The full automation script for converting follows. Add your own bucket name and data source path in the highlighted areas.
After creating an external table, you need to read data. You then use the INSERT OVERWRITE DIRECTORY ~ SELECT command to write CSV data to the S3 path that you designated as the data source for Amazon SageMaker.
Depending on your requirements, you can eliminate or process the columns in the SELECT clause in this step to optimize data analysis. For example, you might remove some columns that have unpredictable correlations with the target value because keeping the wrong columns might expose your model to “overfitting” during the training. In this post, customer_id columns is removed. Overfitting can make your prediction weak. More information about overfitting can be found in the topic Model Fit: Underfitting vs. Overfitting in the Amazon ML documentation.

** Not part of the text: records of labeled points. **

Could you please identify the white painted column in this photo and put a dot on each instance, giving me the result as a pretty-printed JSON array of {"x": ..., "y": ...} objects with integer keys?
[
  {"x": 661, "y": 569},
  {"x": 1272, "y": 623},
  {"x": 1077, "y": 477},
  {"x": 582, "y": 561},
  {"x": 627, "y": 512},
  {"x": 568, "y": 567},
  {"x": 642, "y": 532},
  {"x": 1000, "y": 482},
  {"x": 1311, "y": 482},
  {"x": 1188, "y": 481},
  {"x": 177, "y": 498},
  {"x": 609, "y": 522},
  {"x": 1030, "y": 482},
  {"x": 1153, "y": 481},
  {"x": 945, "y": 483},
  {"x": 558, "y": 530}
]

Automation script: Renew the Amazon SageMaker model
After the CSV data is replaced and ready to use, create a new model artifact for Amazon SageMaker with the updated dataset on S3. For renewing model artifact, you must create a new training job. Training jobs can be run using the AWS SDK ( for example, Amazon SageMaker boto3 ) or the Amazon SageMaker Python SDK that can be installed with “pip install sagemaker” command as well as the AWS CLI for Amazon SageMaker described in this post.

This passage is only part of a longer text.